Bruce Lee was inimitable – but that didn’t stop would-be martial arts stars trying to ride to fame on the coattails of his success. The death of the kung fu superstar in 1973 saw a slew of actors trying to copy Lee’s looks, his martial arts style, and even his name.
Lee was not only a star in Hong Kong, but an international success who had increased the appeal of martial arts films to cinema-goers abroad. The Hong Kong film industry needed a replacement for Lee, and Lo Wei, who had directed Lee in The Big Boss and Fist of Fury, tried to groom Jackie Chan in Lee’s image. But Chan’s personality and martial arts style were different to Lee’s, and Chan found success by following his own path.
Smaller film companies simply thought they could make a fast buck by trading on Lee’s popularity. Actors with vague similarities to Lee were employed, with some going under names like “Bruce Li” and “Bruce Le”.
Taiwan’s Ho Chung-tao, who had learned gymnastics at physical education college, and had also studied acting, was perhaps the most successful of the Lee imitators.
Ho looked a bit like Lee – on his right-hand side, the actor himself has noted – and a report from the time in the Post publication Memoirs of an Asian Moviegoer says “his physique is trim and muscular. He also has some charisma of his own and can execute balletic martial arts movements often highlighted by distinctive animal-like cries and wails.”
In a video interview, Ho says he had studied judo, karate, kung fu, boxing and taekwondo at high school.
Ho used not one, but three names to cash in on the popularity of Bruce Lee. He was mainly billed as Bruce Li, but he also performed under his own name, and as Li Shiao Lung, a Taiwanese transliteration of Bruce Lee’s screen name Siu Lung or Little Dragon.
Ho starred in the first “Bruceploitation” movie, Bruce Lee A Dragon Story (1974), a shoddy Lee biopic, and in other Lee rip-offs, including Fist of Fury 2 (1977), Bruce Lee against Superman (1975) – in which he plays Kato, the character Lee made famous in The Green Hornet television series – Bruce Lee’s Secret (1976), a biopic about a martial artist in San Francisco called “Bob Lee”, and many others.

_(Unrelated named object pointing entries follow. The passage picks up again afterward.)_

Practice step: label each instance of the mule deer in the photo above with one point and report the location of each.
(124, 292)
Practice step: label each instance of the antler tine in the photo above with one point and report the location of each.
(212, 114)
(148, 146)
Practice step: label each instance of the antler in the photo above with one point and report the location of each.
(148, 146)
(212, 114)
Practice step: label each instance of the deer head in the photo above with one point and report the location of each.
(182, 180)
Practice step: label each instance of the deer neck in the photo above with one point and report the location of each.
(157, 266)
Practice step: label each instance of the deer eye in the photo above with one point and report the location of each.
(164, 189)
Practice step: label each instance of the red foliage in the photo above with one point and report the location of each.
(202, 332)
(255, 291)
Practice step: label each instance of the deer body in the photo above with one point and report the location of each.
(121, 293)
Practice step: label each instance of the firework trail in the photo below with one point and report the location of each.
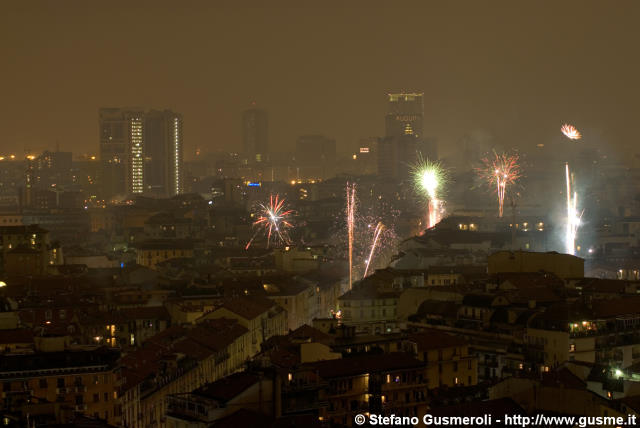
(429, 177)
(376, 236)
(573, 218)
(273, 221)
(500, 172)
(571, 132)
(351, 211)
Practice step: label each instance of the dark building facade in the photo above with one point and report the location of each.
(255, 134)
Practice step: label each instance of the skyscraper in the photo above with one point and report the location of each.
(121, 151)
(403, 128)
(255, 134)
(405, 115)
(163, 153)
(140, 152)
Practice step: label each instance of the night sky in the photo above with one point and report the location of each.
(514, 69)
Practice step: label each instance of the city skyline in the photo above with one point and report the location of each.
(452, 56)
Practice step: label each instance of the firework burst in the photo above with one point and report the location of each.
(273, 221)
(571, 132)
(500, 172)
(376, 236)
(429, 178)
(573, 217)
(351, 212)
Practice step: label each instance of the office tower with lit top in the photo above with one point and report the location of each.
(121, 151)
(403, 131)
(255, 135)
(163, 153)
(405, 115)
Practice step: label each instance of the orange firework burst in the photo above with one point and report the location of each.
(500, 172)
(273, 220)
(571, 132)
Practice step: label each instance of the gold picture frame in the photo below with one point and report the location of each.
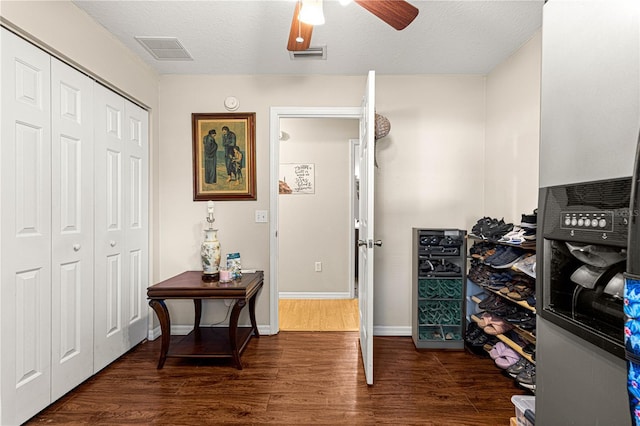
(224, 159)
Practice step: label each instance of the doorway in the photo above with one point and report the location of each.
(316, 228)
(279, 137)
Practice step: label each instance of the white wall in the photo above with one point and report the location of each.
(513, 134)
(317, 227)
(430, 172)
(432, 164)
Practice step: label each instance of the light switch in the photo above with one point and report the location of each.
(262, 216)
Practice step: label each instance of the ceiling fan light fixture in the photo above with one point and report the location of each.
(311, 12)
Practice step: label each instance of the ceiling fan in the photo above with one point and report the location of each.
(397, 13)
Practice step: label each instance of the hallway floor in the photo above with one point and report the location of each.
(318, 314)
(294, 378)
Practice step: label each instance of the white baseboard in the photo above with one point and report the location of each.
(381, 330)
(312, 295)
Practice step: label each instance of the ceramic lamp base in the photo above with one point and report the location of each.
(210, 277)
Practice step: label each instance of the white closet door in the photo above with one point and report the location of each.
(72, 228)
(25, 231)
(136, 221)
(121, 247)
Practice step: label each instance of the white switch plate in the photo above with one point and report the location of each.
(262, 216)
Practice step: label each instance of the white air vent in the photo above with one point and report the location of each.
(318, 52)
(165, 48)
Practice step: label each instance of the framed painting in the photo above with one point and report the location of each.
(224, 156)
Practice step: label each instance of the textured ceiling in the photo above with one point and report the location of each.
(250, 36)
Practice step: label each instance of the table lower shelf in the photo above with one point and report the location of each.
(208, 342)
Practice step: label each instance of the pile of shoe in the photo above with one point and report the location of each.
(504, 356)
(524, 372)
(438, 268)
(477, 341)
(529, 224)
(439, 246)
(491, 229)
(507, 282)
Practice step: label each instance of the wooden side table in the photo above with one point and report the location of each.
(206, 342)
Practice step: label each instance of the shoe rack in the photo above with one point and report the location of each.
(489, 292)
(438, 288)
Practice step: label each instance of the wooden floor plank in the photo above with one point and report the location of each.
(318, 314)
(294, 378)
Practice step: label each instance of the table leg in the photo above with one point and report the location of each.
(233, 331)
(162, 312)
(197, 305)
(252, 315)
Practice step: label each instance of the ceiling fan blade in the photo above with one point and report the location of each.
(397, 13)
(299, 29)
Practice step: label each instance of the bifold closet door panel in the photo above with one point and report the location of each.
(121, 228)
(72, 228)
(25, 230)
(136, 221)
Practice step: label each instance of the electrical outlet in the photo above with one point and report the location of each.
(261, 216)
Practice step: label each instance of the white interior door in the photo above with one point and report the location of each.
(72, 228)
(25, 230)
(121, 228)
(110, 264)
(136, 224)
(366, 240)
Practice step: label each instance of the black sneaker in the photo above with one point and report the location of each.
(518, 367)
(527, 377)
(530, 220)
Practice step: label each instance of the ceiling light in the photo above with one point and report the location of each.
(311, 12)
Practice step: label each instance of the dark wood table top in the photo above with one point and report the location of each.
(189, 285)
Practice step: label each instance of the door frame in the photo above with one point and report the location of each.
(276, 113)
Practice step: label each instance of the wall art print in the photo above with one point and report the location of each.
(224, 159)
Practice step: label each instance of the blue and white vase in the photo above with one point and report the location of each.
(210, 254)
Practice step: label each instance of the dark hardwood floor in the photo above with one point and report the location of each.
(294, 378)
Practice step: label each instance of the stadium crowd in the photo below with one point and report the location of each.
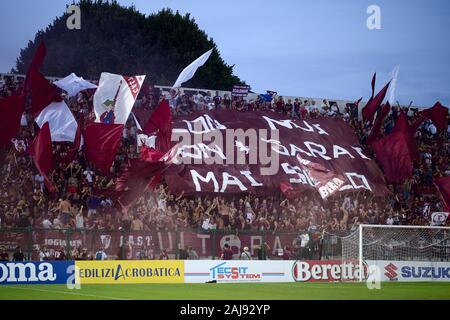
(82, 201)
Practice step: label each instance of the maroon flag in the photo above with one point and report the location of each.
(160, 124)
(41, 153)
(443, 186)
(35, 64)
(402, 125)
(101, 141)
(394, 155)
(374, 103)
(288, 190)
(11, 110)
(438, 114)
(42, 92)
(374, 78)
(72, 152)
(142, 173)
(150, 154)
(375, 132)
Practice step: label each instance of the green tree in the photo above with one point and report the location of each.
(122, 40)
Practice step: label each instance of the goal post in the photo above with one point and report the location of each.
(396, 243)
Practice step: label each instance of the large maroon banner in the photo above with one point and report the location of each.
(207, 245)
(233, 152)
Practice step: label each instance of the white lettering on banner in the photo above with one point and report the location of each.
(289, 124)
(207, 125)
(211, 149)
(359, 150)
(295, 150)
(288, 169)
(315, 150)
(321, 151)
(17, 272)
(277, 146)
(330, 187)
(228, 179)
(209, 177)
(181, 152)
(300, 177)
(161, 243)
(248, 175)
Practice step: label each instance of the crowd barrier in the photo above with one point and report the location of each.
(128, 245)
(213, 271)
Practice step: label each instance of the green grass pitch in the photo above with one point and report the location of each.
(220, 291)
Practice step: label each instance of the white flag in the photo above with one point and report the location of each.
(190, 70)
(115, 97)
(73, 84)
(438, 218)
(63, 126)
(392, 86)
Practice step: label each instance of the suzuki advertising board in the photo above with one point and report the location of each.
(412, 270)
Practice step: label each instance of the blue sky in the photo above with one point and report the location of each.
(313, 48)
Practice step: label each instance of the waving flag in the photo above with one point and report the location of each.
(35, 65)
(42, 92)
(374, 103)
(73, 84)
(191, 69)
(160, 125)
(63, 126)
(115, 97)
(395, 157)
(11, 109)
(378, 123)
(143, 173)
(393, 86)
(443, 186)
(101, 142)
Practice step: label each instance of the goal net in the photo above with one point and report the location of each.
(396, 243)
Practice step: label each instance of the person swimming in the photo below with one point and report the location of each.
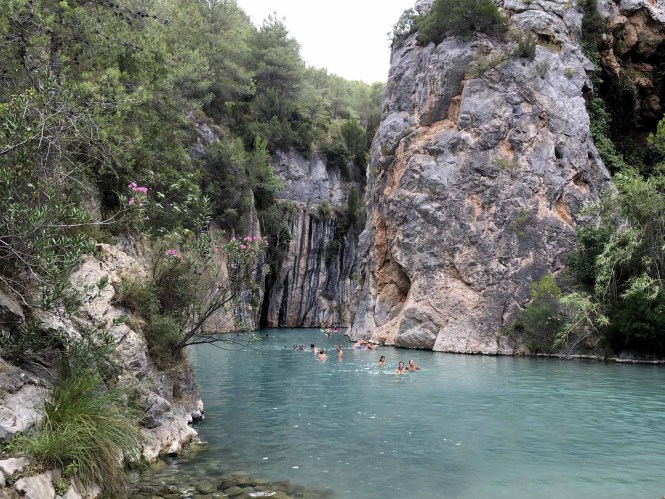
(360, 345)
(413, 367)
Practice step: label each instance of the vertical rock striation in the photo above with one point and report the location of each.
(479, 172)
(311, 285)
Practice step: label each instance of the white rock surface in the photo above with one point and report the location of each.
(37, 487)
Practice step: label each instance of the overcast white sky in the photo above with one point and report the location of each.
(349, 37)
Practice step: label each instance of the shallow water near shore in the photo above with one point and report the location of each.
(463, 427)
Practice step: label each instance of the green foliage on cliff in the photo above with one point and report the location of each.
(620, 262)
(617, 267)
(86, 430)
(461, 18)
(541, 320)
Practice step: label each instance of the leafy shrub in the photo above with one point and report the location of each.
(406, 25)
(484, 63)
(462, 18)
(620, 263)
(526, 46)
(541, 319)
(85, 430)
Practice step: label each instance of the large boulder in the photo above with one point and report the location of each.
(478, 176)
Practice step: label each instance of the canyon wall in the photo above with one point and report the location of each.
(311, 284)
(478, 177)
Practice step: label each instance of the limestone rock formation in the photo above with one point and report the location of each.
(311, 284)
(479, 172)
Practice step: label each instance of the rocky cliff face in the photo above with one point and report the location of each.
(311, 285)
(478, 175)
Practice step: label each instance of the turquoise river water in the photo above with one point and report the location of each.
(463, 427)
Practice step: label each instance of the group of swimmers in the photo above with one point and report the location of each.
(360, 345)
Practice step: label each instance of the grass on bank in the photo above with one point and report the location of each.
(87, 431)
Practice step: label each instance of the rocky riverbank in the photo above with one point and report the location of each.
(169, 402)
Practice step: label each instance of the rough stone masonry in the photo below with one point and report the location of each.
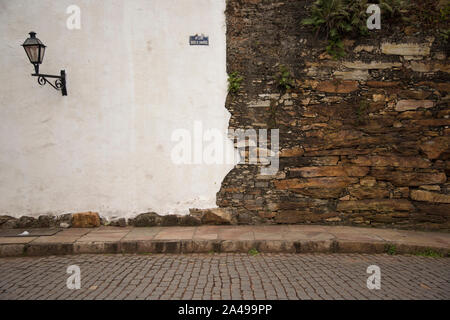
(364, 140)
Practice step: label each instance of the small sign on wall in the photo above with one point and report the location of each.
(199, 40)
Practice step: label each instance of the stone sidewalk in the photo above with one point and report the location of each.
(207, 239)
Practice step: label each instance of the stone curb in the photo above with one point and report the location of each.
(209, 246)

Film company Golden Harvest was impressed enough to ask Ho to act as Bruce Lee in The Game of Death, which was completed after Lee’s death. But Ho refused because the film was also to feature two other actors (Yuen Biao and Kim Tai-jong) as Bruce Lee’s character Billy Lo.
“I said, ‘If you want me to act in this film I will do it by myself, and I will stop all my work … as I want to do my best for Bruce Lee’,” Ho said. Golden Harvest refused Ho’s offer.
“Ho is apparently willing to accept that his resemblance to the late star is no more than a gift from the celluloid gods that must inevitably lose its lustre,” the Post report says, and notes that Ho had equipped his home in Taipei with training equipment to achieve a higher level in martial arts, and was considering a move into directing when his career as a Bruce Lee impersonator subsided.
Ho’s acting career continued into the 1980s and he did indeed direct Fist of Bruce Lee in 1978, and The Chinese Stuntman in 1982.